“殿下,骁王殿下方带人前往岭北,太后便将那侯府庶女接入宫中,想来是和骁王殿下脱不开关系。”
“如此说来,太后会不会在国师社坛做法之前,偷偷将那侯府庶女送出京城?”
沈宗燚担心的体型。
太子端坐在正位上,指尖轻轻叩着案沿,唇角勾起一抹轻谩。
“孤、已经令人在宫门外及城门暗中监视。”
说到这里,太子冷笑一声:“就算太后有心将那侯府庶女偷偷送出城,也是插翅难飞!”
虽然安排周密,但沈宗燚担心会节外生枝。
“殿下,可若是那庶女扮成宫女或者是太监,企图蒙混出宫——”
“母后亦已遣人暗中留意太后宫中动静,除宫内奴才和奴婢照常在宫中出入,并未察觉有人擅自出宫。”
太子轻勾唇角,发出一声冷哼。
“想来太后亦已洞察父皇与孤之意,必不会给自己招惹麻烦。”
听太子这么说,沈宗燚这才稍稍放下心来,但眉宇间仍凝着一丝忧色。
他沉吟片刻,忍不住的自言自语:“那侯府庶女可是有何本事,竟是让骁王殿下都对她另眼相待,难不成当真是异魂借尸还魂?”
太子嗤笑:“如此无稽之谈,你也信?”
“微沉愚昧,还望殿下不要笑话才是。”沈宗燚拱手,神色恭谨。
接着道:“殿下,若国师设坛做法,辨别出那侯府庶女并非是异魂借尸还魂,该当如何?”
呵!
太子嗤笑。
“如此敲打皇叔的大好机会,父皇怎么会错过!”
“殿下的意思是!”沈宗燚脸上的担心,转而变成惊喜。
——
皇后凤眸微敛,拈着茶盏盖子轻轻刮着杯沿,漫不经心道:“可是有瞧见那侯府庶女在太后的宫里做什么?”

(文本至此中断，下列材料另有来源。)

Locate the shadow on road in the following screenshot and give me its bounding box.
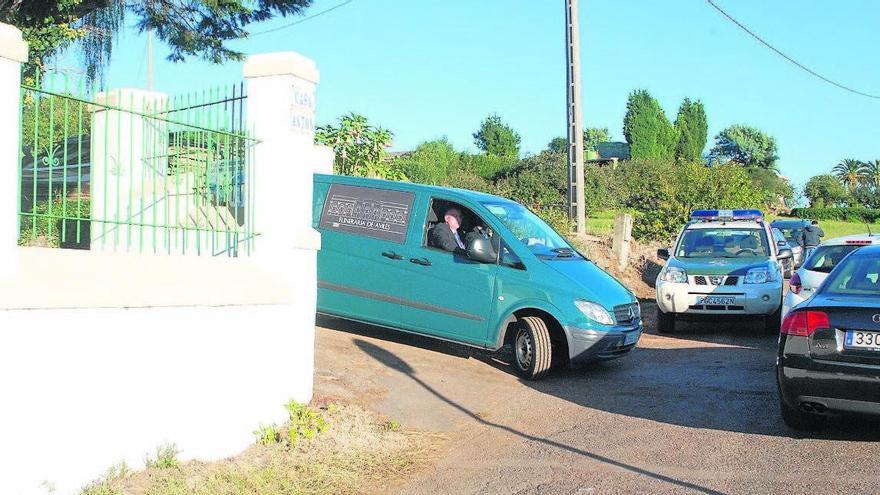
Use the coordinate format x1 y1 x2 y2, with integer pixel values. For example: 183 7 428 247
355 339 721 494
318 317 880 441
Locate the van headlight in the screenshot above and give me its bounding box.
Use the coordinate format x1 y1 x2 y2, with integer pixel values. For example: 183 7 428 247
744 267 776 284
660 266 687 284
574 299 614 325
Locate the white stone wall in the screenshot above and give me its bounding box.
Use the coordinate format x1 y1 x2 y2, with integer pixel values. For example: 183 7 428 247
0 25 332 495
0 302 314 495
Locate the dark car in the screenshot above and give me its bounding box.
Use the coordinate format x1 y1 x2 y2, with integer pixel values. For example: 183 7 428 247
770 218 812 268
776 246 880 429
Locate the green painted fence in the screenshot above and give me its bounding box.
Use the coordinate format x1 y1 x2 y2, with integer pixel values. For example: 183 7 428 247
19 73 257 256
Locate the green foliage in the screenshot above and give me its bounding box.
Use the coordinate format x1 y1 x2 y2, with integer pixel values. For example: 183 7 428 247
286 400 329 446
21 96 92 150
610 161 764 240
675 98 709 162
474 114 521 159
254 424 281 445
623 89 676 160
547 127 611 153
584 127 611 152
0 0 312 82
832 158 868 194
495 151 568 210
144 443 180 469
804 174 848 208
315 113 406 180
791 208 880 224
547 136 568 153
18 195 91 248
394 138 461 184
709 124 779 169
459 153 517 181
862 160 880 191
746 167 795 206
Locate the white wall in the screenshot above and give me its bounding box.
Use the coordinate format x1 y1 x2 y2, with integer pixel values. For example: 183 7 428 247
0 304 314 495
0 36 332 495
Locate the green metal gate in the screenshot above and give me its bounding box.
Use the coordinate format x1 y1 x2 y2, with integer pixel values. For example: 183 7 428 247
19 73 257 256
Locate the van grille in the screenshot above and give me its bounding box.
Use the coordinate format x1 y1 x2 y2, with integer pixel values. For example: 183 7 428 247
614 303 641 325
694 275 739 286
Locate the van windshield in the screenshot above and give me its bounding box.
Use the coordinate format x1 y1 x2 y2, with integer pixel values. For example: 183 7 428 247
675 228 770 258
483 202 580 258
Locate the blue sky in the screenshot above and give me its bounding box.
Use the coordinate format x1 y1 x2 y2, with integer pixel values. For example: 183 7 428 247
60 0 880 188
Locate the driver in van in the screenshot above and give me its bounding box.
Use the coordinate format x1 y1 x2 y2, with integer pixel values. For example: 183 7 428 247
430 207 465 252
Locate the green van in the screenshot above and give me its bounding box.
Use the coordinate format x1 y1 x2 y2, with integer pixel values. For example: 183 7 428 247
313 175 642 379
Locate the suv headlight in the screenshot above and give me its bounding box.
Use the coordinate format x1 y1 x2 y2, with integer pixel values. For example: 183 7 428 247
744 267 776 284
661 266 687 284
574 299 614 325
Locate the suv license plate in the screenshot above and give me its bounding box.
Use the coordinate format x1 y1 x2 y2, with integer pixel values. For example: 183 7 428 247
697 296 736 306
843 330 880 352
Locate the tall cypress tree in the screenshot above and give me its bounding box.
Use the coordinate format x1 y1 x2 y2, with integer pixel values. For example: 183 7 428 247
623 89 676 159
675 98 709 162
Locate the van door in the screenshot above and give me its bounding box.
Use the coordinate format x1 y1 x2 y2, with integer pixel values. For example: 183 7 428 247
403 195 498 345
316 184 415 326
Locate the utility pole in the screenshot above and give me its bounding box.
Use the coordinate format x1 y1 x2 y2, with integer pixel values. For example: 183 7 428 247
565 0 587 234
147 29 153 91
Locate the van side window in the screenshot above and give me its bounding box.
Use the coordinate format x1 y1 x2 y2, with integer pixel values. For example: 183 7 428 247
499 241 526 270
320 184 415 244
422 198 494 254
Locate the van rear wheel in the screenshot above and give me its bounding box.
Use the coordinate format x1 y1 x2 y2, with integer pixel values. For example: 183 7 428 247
513 316 553 380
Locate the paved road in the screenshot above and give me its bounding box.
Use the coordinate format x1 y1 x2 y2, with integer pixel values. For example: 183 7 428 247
316 307 880 495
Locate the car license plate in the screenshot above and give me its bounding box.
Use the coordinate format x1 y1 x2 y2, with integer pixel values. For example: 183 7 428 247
843 330 880 352
697 296 736 306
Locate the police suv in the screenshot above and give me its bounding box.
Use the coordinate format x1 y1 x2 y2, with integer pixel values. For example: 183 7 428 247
656 210 792 333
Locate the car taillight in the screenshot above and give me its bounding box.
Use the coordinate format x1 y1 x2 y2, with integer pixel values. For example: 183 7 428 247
782 311 831 337
788 273 801 294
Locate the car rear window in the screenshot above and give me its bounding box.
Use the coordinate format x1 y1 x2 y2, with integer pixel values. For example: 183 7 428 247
804 245 860 273
822 256 880 297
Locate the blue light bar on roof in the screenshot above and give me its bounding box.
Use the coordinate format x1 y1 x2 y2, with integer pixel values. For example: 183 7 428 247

婢女恭谨的回话:“娘娘,奴婢方才去太后的宫里送桂花糕的时候,太后躺在软塌上,那侯府二小姐似正在为太后按揉面部。”
皇后闻言,发出一声嗤笑:“死到临头,竟是还有这闲心!”
说罢,她将茶盏往案上一搁,发出一声清脆的声响。
撩起眼眸,淡淡的睐向侯在一旁的公公:“近几日太后宫里的奴才,可是有出宫的?”